Using Optimized approach
The optimized approach aims to find the maximum subarray sum with a difference of at most `k` between elements using a `HashMap` named `prefixSumMap.` The code initializes the `prefixSumMap,` iterates through the array, updates the current prefix sum, and stores the final result in `maxSubarraySum.` The above method is an efficient approach that reduces redundant computations and improves algorithm time complexity.
Here’s the implementation of finding the maximum good subarray sum using the optimized approach:
FileName:SolutionOptimized.java
import java.util.HashMap;
import java.util.Map;
public class SolutionOptimized {
// Method to find the maximum subarray sum where the difference between
// any two elements in the subarray are either equal to or less than 'k.'
public long maximumSubarraySum(int[] nums, int k) {
// Map to store the prefix sum and its corresponding index.

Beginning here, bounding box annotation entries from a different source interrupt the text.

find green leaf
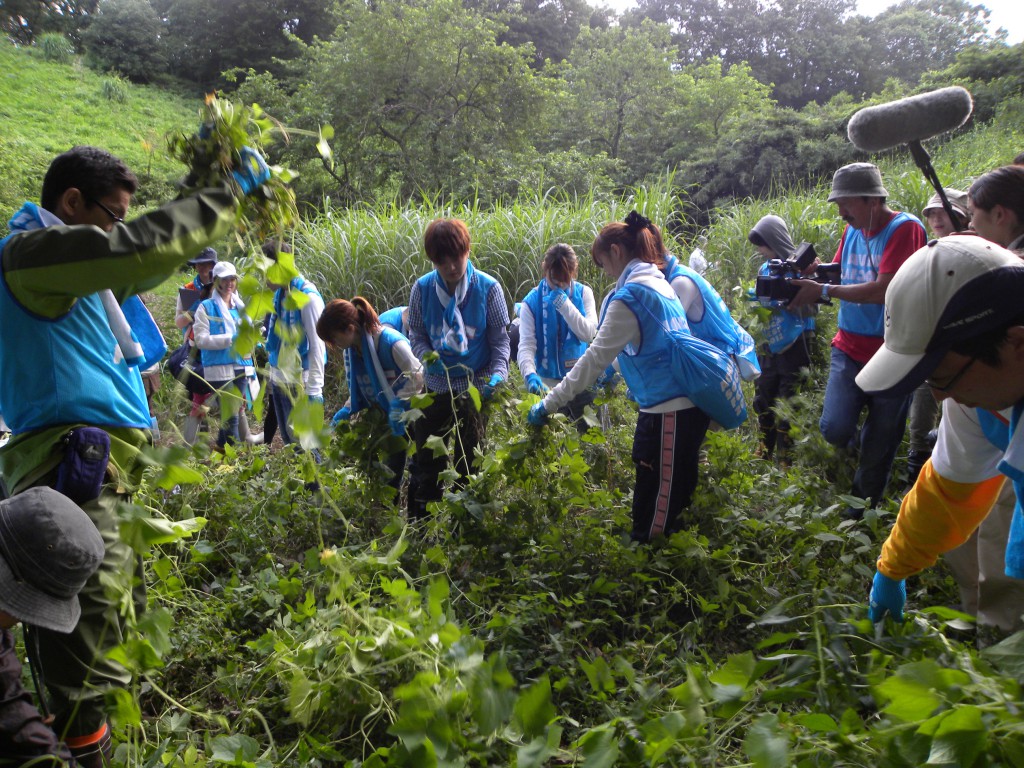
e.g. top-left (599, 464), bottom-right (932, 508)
top-left (516, 725), bottom-right (562, 768)
top-left (512, 675), bottom-right (558, 738)
top-left (794, 713), bottom-right (839, 733)
top-left (743, 715), bottom-right (790, 768)
top-left (210, 733), bottom-right (259, 766)
top-left (120, 515), bottom-right (206, 552)
top-left (580, 727), bottom-right (618, 768)
top-left (919, 706), bottom-right (987, 765)
top-left (104, 688), bottom-right (142, 728)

Map<Integer, Long> prefixSumMap = new HashMap<>();
// Initialize the map with the first element's value and index.
prefixSumMap.put(nums[0], 0L);
long runningSum = 0;
int n = nums.length;
long maxSubarraySum = Long.MIN_VALUE;
for (int i = 0; i < n; ++i) {
runningSum += nums[i];
// Check if there is a prefix sum that, when subtracted from the current
// running sum equals 'k.' If yes, update the maximum subarray sum.
if (prefixSumMap.containsKey(nums[i] - k)) {
maxSubarraySum = Math.max(maxSubarraySum, runningSum - prefixSumMap.get(nums[i] - k));
}
// Check if there is a prefix sum that, when added to the current
// running sum equals 'k'. If yes, update the maximum subarray sum.

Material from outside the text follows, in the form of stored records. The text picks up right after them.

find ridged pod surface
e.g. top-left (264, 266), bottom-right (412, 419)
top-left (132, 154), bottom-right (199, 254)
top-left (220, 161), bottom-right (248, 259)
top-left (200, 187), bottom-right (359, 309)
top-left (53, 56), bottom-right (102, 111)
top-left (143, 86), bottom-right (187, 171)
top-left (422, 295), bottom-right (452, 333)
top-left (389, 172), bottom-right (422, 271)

if (prefixSumMap.containsKey(nums[i] + k)) {
maxSubarraySum = Math.max(maxSubarraySum, runningSum - prefixSumMap.get(nums[i] + k));
}
// Update the prefix sum map with the current running sum if:
// 1. The next element is not already present in the map, or
// 2. The next element is present, but its corresponding prefix sum is less than the current running sum.
if (i + 1 < n && (!prefixSumMap.containsKey(nums[i + 1]) || prefixSumMap.get(nums[i + 1]) > runningSum)) {
prefixSumMap.put(nums[i + 1], runningSum);
}
}
// If no valid subarray is found, return 0. Otherwise, return the maximum subarray sum.
return maxSubarraySum == Long.MIN_VALUE ? 0 : maxSubarraySum;
}
public static void main(String[] args) {
int[] nums = {1, 2, 3, 4, 5, 6};
int k = 1;
SolutionOptimized solution = new SolutionOptimized();
long result = solution.maximumSubarraySum(nums, k);
System.out.println("Maximum Subarray Sum: " + result);
}
}
Output:
Maximum Subarray Sum: 11
Complexity analysis: O(N) is the time complexity of the above approach, where N is the input array's length in digits. The array is iterated through once by the code. O(N) is the space complexity, where N is the input array nums' length.